Subiram e Guillermo esperava eles, comentando:
— Às vezes nesses bancos, ou trazem toalhas, colocam no chão e rola cada uma que…
— E você participa? Perguntou Alicia.
— Sim, às vezes me chupam, ou chupo uma buceta gostosa ou um bum, e se rolar, meto.
— Uau, então você se diverte bem…
— Sim, sim, muito bem. Eu venho desde sexta e vou embora. No domingo, e sempre acontece alguma coisa.
Alicia se aproximou dele e disse:
— Licença, não aguento mais de vontade, deixa eu chupar um pouco…
Guillermo olha para Carlos, e ele balança a cabeça concordando.
— Seu marido me disse que pode e… é toda sua.
Alicia se ajoelhou, pegou com as mãos, puxou o prepúcio deixando a glande à mostra, passou a língua nos lábios e os direcionou para aquela beleza que queria saborear. Começou devagar, fechou os lábios em volta e acariciava com a língua, fazendo aquela pica crescer dentro da boca. Quando percebeu que já estava no máximo, tirou da boca para olhar com calma.
O que viu a impressionou: era realmente a mais grossa que já tinha chupado até hoje, e queria ter ela toda dentro da boca. Foi o que começou a fazer devagar, para ir aproveitando aos poucos e curtir por completo.
— Que boqueteira que é sua mulher, quer engolir ela toda — disse Guillermo.
Carlos não acreditava no que via: ela quase engolindo outra pica que não era a dele, Guillermo elogiando como ela fazia, e ele vendo que era maior que a sua. A única coisa que conseguiu fazer foi se masturbar, vendo o que a mulher dele fazia. Ela olhava de lado, aproveitando não só a pica linda de Guillermo, mas também vendo o corno se batendo uma, e pensava: "se ele soubesse do Esteban, hehehe".
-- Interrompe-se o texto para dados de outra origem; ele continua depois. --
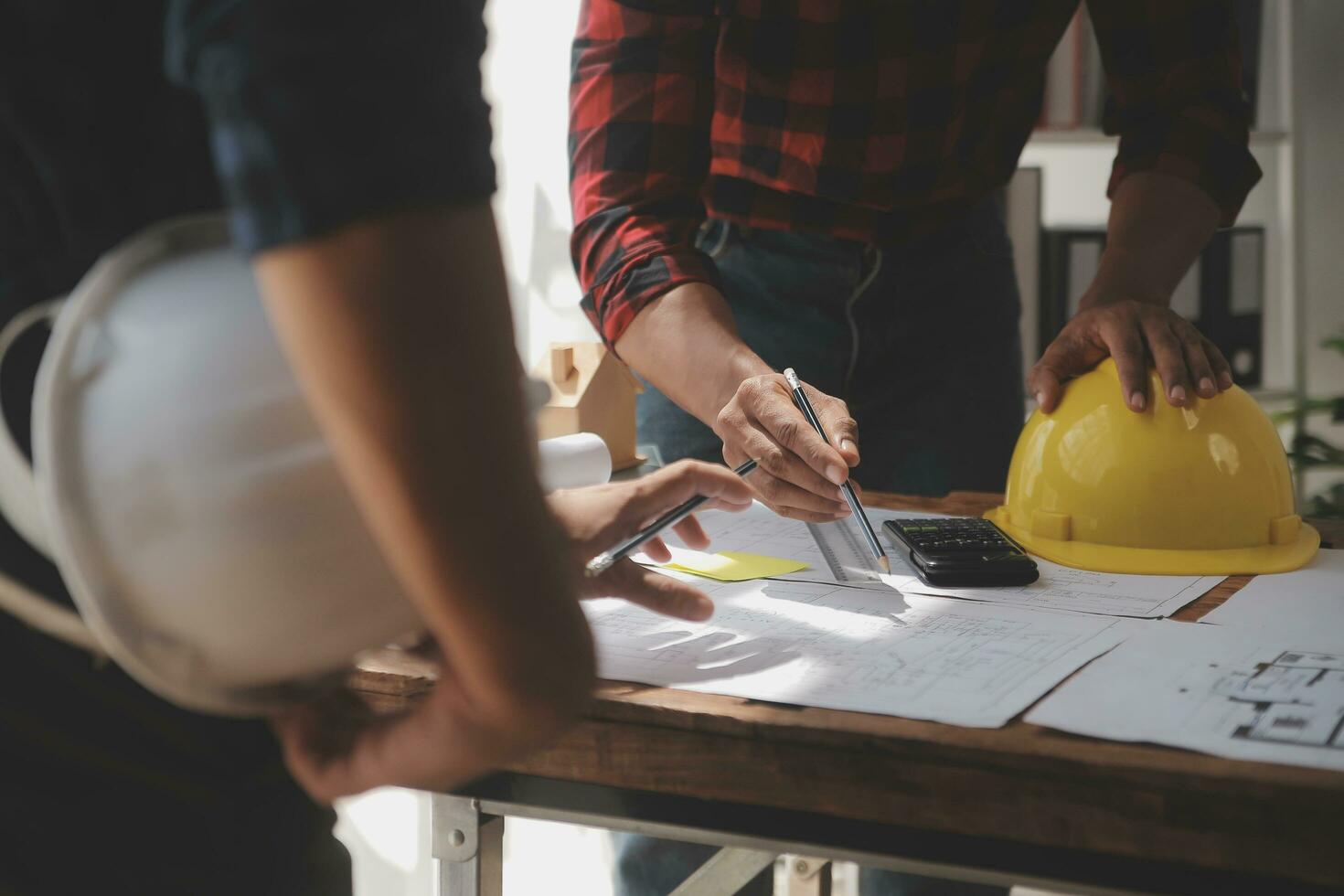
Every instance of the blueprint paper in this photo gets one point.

Num momento, Guillermo diz:
— Tenho camisinha, quero meter em você.
Ela olha para Carlos, e ele diz que não faça.
Alicia respondeu:
— Nããão, quero o leite nos peitos, me avisa quando for gozar — e continuou chupando com tudo.
Guillermo não aguentou mais e disse:
— Vou gozar.
Ela tirou a pica da boca e apontou para os peitos, e o leite que jorrava banhou eles.
Ficaram escorrendo, e todos ofegantes, se recuperando.
Num momento, Alicia diz para Carlos:
— Me traz um pouco de água, lá embaixo tem uma torneira.
Carlos desceu para encher a garrafa.
Alicia aproveitou para dizer a Guillermo:
— Rápido, anota meu telefone no celular, e a gente se fala por mensagem.
Ele fez isso.
Quando Carlos subiu, viu que tinha o celular na mão, começou a falar e disse:
— Não, amiga, agora não dá, daqui a pouco passo na piscina e a gente se vê…
— Era uma amiga me chamando com o marido dela pra passar um tempo, mas tenho que me recuperar, hehehe.
— Valeu, galera, vou descansar, curti muito, quem sabe a gente se vê de novo quando vocês voltarem.
Pode ser, disse Alicia, enquanto Guilherme descia a escada.
Bastou eles sumirem de vista pra ela pegar a rola do Carlos e começar a chupar com tudo. Ele, na putaria de tudo que tinham vivido, não aguentou e encheu a boca dela de porra.
Ela, com gozo escorrendo do canto dos lábios, disse:
— Valeu, meu amor.
Naquela semana, Carlos via a Alicia toda contente e feliz, como no começo do relacionamento deles, então decidiu ir de novo pro sítio no sábado seguinte, e falou pra ela, que o abraçou e deu um beijo como poucas vezes tinha dado nele.